D’autres, comme Simone Guirandou-N’Diaye, qui a lancé la galerie Arts pluriels, et le professeur Yacouba Konaté, conseiller artistique de la Rotonde des arts contemporains, produisent régulièrement de jeunes peintres et plasticiens. Emilienne Anikpo N’Tamé, directrice de la galerie Le Dompry, a organisé en avril dernier la deuxième édition du jamboree touristique et artistique « Art et Nature » à Katadji, dans la commune de Sikensi, où une quinzaine de peintres, sculpteurs, designers et artisans ont opéré en public, exposé et vendu leurs œuvres. Tête d’affiche, le peintre Monné Bou était aux côtés de jeunes talents tels que Phicault, Nadine N’Dia, Rhode Makoumbou (Congo), Maury Fondio, Alain Zirignon ou encore Djobi Emmanuel.

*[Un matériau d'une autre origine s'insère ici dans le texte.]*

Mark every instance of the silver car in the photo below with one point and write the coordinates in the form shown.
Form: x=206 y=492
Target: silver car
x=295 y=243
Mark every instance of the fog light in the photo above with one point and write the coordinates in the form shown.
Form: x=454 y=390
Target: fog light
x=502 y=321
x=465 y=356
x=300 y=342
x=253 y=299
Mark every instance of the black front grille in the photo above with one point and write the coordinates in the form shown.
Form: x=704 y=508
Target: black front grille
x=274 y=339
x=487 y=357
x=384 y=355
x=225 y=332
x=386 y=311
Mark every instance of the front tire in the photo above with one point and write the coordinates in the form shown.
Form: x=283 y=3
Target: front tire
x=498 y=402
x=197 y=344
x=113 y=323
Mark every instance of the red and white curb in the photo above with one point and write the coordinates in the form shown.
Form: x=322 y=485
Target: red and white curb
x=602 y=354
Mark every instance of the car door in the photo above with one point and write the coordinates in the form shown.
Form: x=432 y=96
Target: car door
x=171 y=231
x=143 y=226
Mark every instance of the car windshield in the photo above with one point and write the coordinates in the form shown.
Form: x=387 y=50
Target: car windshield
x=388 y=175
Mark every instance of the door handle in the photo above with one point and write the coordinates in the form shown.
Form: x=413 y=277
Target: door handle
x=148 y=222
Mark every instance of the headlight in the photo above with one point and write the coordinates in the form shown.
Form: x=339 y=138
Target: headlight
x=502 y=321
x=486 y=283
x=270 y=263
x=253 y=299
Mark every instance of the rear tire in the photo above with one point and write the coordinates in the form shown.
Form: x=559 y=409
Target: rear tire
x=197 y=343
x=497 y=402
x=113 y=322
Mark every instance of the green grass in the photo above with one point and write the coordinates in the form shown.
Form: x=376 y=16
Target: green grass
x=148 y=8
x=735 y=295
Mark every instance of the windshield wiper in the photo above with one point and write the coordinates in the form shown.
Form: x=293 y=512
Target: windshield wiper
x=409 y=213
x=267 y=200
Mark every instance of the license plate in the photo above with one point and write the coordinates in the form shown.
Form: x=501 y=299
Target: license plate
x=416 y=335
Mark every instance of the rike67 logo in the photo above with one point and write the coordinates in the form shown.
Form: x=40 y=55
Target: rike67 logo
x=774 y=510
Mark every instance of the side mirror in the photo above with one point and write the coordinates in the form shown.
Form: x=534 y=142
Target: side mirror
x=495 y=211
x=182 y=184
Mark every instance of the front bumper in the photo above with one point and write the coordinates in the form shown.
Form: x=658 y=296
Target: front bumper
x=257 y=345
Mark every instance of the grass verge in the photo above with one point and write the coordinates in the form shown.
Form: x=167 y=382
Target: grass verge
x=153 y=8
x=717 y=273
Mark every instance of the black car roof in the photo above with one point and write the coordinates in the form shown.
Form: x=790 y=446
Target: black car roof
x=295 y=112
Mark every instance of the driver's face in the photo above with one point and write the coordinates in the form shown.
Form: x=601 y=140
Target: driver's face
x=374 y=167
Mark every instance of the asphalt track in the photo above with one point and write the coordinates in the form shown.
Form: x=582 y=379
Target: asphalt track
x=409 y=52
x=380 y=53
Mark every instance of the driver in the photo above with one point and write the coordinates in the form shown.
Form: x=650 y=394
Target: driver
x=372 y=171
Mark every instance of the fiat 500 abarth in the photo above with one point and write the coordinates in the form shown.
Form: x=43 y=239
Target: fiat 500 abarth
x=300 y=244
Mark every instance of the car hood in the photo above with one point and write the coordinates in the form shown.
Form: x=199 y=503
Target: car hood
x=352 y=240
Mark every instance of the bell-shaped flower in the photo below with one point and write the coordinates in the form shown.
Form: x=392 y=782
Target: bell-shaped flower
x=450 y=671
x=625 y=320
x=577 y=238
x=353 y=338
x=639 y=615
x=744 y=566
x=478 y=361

Créatrice de lampes et d’objets décoratifs, restauratrice de meubles anciens, Jeanine Zogo a développé un concept original : Kajazoma, une villa-restaurant-galerie d’art, qui accueille régulièrement des concerts de jazz. Chez elle, tout est à vendre. Elle expose actuellement les photographies peules de Sandrine Soulard et ouvre son espace à des artistes plasticiens comme Tamsir Dia et Valérie Oka.